Essa é a primeira vez que escrevo sobre Teatro aqui no Ambrosia. Não sei se deveria estar fazendo isso. Penso nos leitores: Será que eles irão se interessar por essa coisa que eu amo de paixão, que me tira do sério, que me tira o sono, que chega a me doer o corpo e a alma, será que pra eles será uma coluna profana, vulgar nesse espaço tão especial? Pior ainda, terei que ser muito meticuloso e escrever com muito cuidado e delicadeza, para que esse que é um assunto tão machucado e ao mesmo tempo tão fascinante não pareça para outros um trecho de blog barato.

reportagem da gazeta do Paraná
Reportagem da gazeta do Paraná

Antes escrevia como convidado aqui sobre algo que me relaxava: Quadrinhos. Antes disso só escrevia posts em meu blog pessoal, ambientações de jogos de RPG e personagens para Live Actions, trabalhos de faculdade (bem mal e porcamente) e declarações em forma de poema para musas imaginárias levemente inspiradas em mulheres que conheço no mundo material. Só de pensar que é sobre minha loucura mais lúcida, minha sensatez mais desbundada que vou desnudar nessa página eletrônica, me seca a boca, me sacode a perna e os dedos erram o teclado, criando palavras sem sentido.

Nesse momento estou à 26 horas sem conexão à internet, de stand-by por assim dizer, por causa da chuva que deu ontem aqui em Copacabana, em plena Bairro Blade Runner desse Rio Vertical de Janeiro e só agora conseguiram me falar a verdade: Provavelmente devo ficar mais um dia assim, desconectado do resto do mundo virtual. Aproveito para deixar as idéias claras, tanta coisa aqui nesse computador me distraem e não deixam a minha escrita fluir. Ou tentar, pelo menos, pois é dessa complexidade caótica que eu planto minha semente de arte, com toda a humildade e certeza desse ato. Não na “Arte” com A maiúsculo, mas a minha arte, a que eu sei, conheço e namoro. Decido que não vou, não posso, não quero escrever de outra forma que não a que sei, e que se o leitor estiver esperando uma crítica com propriedade e embasamento, tenha a compreensão e por obséquio procure-a em outro lugar. Talvez entre os mais velhos e conceituados pela mídia, ou então em sites sérios sobre o assunto que tentam levar a crítica teatral para o que ela deveria realmente ser: um diálogo entre o crítico e a obra, e não um monólogo de júri e juiz condensado em uma pessoa só que parece ser movida por razões meramente egocêntricas ou as satisfações comerciais ao qual ela está atrelada. Eles existem , e eu os admiro muito. Mas aqui esse diálogo será entre o que eu sinto sobre meu encontro não só com a obra, mas no que ela se dará em mim mesmo. Espero que isso seja interessante para que o leitor continue descendo seu scrollbar.

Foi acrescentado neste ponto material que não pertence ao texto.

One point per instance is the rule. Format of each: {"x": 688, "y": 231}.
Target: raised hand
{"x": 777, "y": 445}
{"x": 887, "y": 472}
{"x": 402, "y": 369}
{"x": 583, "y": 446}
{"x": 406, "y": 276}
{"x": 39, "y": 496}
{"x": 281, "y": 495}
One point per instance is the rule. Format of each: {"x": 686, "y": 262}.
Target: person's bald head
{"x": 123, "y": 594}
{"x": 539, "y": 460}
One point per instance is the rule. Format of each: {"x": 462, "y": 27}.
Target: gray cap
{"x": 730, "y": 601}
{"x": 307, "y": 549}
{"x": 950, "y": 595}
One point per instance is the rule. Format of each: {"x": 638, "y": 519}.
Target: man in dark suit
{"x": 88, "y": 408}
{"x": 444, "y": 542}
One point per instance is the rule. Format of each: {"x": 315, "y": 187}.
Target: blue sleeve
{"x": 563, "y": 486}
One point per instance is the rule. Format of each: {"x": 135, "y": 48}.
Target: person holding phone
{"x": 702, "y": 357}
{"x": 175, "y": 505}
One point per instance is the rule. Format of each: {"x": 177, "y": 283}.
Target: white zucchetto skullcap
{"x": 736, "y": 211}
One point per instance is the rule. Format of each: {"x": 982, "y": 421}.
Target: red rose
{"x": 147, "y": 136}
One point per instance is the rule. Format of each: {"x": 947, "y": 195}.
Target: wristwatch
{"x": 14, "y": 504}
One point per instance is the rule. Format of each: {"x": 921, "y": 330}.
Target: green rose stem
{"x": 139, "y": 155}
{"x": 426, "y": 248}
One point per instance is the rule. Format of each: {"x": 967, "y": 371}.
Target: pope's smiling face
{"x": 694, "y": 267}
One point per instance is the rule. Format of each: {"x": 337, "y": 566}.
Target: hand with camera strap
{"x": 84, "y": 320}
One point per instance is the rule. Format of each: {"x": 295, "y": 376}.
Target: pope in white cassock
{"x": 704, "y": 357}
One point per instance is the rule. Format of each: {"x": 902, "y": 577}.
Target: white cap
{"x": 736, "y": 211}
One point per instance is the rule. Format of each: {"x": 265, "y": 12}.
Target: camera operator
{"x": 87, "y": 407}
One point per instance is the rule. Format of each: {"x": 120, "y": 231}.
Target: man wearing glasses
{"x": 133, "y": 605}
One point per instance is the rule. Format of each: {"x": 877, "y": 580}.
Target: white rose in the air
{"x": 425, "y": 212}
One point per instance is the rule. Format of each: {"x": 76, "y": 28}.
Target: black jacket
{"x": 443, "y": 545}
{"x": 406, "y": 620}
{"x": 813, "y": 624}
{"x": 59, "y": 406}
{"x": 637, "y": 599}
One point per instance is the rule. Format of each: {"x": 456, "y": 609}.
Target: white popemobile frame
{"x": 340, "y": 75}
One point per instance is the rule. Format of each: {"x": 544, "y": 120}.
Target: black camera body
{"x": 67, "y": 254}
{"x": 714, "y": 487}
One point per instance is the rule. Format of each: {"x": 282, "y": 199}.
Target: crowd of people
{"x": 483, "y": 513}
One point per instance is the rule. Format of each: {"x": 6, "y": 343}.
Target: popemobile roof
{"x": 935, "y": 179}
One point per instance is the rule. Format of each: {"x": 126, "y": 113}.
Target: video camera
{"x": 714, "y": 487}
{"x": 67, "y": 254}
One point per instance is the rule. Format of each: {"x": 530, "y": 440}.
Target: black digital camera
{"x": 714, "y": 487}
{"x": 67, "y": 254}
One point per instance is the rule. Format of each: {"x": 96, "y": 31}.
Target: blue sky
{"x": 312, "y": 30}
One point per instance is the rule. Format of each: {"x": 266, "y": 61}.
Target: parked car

Aproveito para pensar onde foi que se processou em mim essa maluquice, que parece que nunca vai terminar, esse amor incondicional pelo Teatro. A lembrança mais antiga que eu tenho é certamente uma montagem de “O Cavalinho Azul” de Maria Clara Machado que levei meus coleguinhas para assistir junto no Tablado por ocasião de um aniversário meu. Ou seja, levei coisa nenhuma: assim como eles, fomos levados por nossos pais ao teatro, pois eu era apenas um rapaz latino-americano na faixa dos seus sete anos de idade e não tinha ainda poder de decisão nenhuma sobre o que iria assistir. E como é presente a memória na minha cabeça: Não havia aquela arquibancada suspensa que lá está hoje, e se não me engano, o próprio palco era mais rebaixado ou a ação se deu fora dele. Não vou descrever com detalhes, até porque são turvos em minha lembrança (ou imaginação), basta o leitor saber que a narrativa dessa linda peça é sobre um menino que procura um diabo dum cavalinho azul. A peça me aparecia na época angustiante (talvez mais do que certas angustias que eu hoje tolero calado como um atendente do meu serviço de internet me explicando que o prazo máximo de espera de 24 que me deram para consertar meu serviço foi estendido em 4 horas). Mas uma angustia de uma forma boa, daquelas que você sente ao intensamente que não consegue negá-la e a transforma em uma experiência real de vida, com toda a proteção que uma ótima fábula pode conter. Na peça o menino passava por muitos encontros com diversos personagens que tentam desvencilha-lho de sua busca. Mas ele não desistia, nunca desistia, e tão obstinado quanto o Atreyu da História Sem Fim, continuava a procurar o eqüino azulado. Me lembro de em certa hora estar desesperado, tão envolvido pelas provações que o protagonista sofria e que de repente meu mundo caiu quando, depois de muitos outros encontros, o menino finalmente titubeia e quase se deixa vencer. Então uma coisa mágica aconteceu: Ao som de uma música, dois atores entraram no espetáculo, todos vestidos de branco, segurando cada um dois paus de madeira voltados para cima de suas cabeças, e em cima dos 4 paus , um tecido branco era manipulado pelos seus movimentos, tal qual a silhueta de um cavalo em pleno trote. Uma luz azul anil de algum canhão do teatro se projetava sobre eles, e mesmo antes do garoto anunciar, eu já sabia: era o Cavalinho Azul!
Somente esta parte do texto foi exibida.